Are the U.S. and Royal Navies Merging?

The U.S. and Royal Navies appear to be moving in the direction of a merger. U.S. Chief of Naval Operations Adm. Michael Gilday, and the head of the Royal Navy, First Sea Lord Adm. Tony Radakin intend to “sign a future integrated warfighting statement of intent that sets a cooperative vision for interchangeability,” Gilday announced at the virtual Atlantic Future Forum, being held onboard the RN’s new aircraft carrier Queen Elizabeth, Defense News reported yesterday. The word “interchangeability” is the new buzzword for joint operational capability, replacing the long standard “interoperability.” The old word indicated that military systems of different countries had to be able to talk to each other and otherwise be compatible, but now something else is coming along.

“We will synchronize pioneering capabilities, strengthen operating concepts and focus our collective efforts to deliver combined sea power together,” Gilday said. “By organizing our cooperation on carrier strike, underwater superiority, navy and marine integration and doubling down on future war fighting like unmanned and artificial intelligence, we will remain on the leading edge of great power competition.”

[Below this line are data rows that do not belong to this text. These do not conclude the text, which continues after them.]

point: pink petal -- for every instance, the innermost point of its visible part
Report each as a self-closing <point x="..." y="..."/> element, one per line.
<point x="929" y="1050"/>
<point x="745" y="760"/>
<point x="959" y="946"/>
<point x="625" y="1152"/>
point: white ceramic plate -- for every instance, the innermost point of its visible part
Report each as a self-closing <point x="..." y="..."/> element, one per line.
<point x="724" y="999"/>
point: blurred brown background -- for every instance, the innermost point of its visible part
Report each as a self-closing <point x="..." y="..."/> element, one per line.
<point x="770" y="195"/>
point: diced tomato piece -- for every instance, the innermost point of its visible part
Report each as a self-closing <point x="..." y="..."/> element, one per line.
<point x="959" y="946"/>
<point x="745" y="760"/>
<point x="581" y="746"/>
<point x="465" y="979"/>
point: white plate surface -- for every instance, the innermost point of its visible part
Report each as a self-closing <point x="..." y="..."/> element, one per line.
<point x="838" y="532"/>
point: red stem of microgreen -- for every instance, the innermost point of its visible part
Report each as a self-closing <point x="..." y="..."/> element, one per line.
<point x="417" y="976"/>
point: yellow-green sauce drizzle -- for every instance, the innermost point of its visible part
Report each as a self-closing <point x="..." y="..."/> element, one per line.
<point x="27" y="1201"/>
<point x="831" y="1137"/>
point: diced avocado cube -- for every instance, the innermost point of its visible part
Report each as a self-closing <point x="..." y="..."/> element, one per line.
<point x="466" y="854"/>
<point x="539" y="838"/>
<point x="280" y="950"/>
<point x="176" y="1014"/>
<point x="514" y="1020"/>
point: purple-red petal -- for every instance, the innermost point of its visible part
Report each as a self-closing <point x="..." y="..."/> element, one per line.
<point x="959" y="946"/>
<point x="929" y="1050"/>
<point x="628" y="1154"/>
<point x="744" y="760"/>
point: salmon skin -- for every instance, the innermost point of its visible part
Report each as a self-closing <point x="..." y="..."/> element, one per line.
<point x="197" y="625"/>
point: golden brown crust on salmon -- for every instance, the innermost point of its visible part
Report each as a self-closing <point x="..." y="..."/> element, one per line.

One indication of this “interchangeability” is the deployment of a U.S. Marine squadron of F-35B stealth fighters aboard the Queen Elizabeth. “Throughout our careers we have had a drive for interoperability with allies, but increasingly it feels to us that bar has to be raised,” he said, referring to the Marine jets aboard the British carrier. “That is an obvious example of interchangeability,” he said. “So, we are trying to drive a new standard. Partly to drive all of us to strengthen our interoperability but to go even higher and recognize that interchangeability is going to be an even stronger feature in the future.”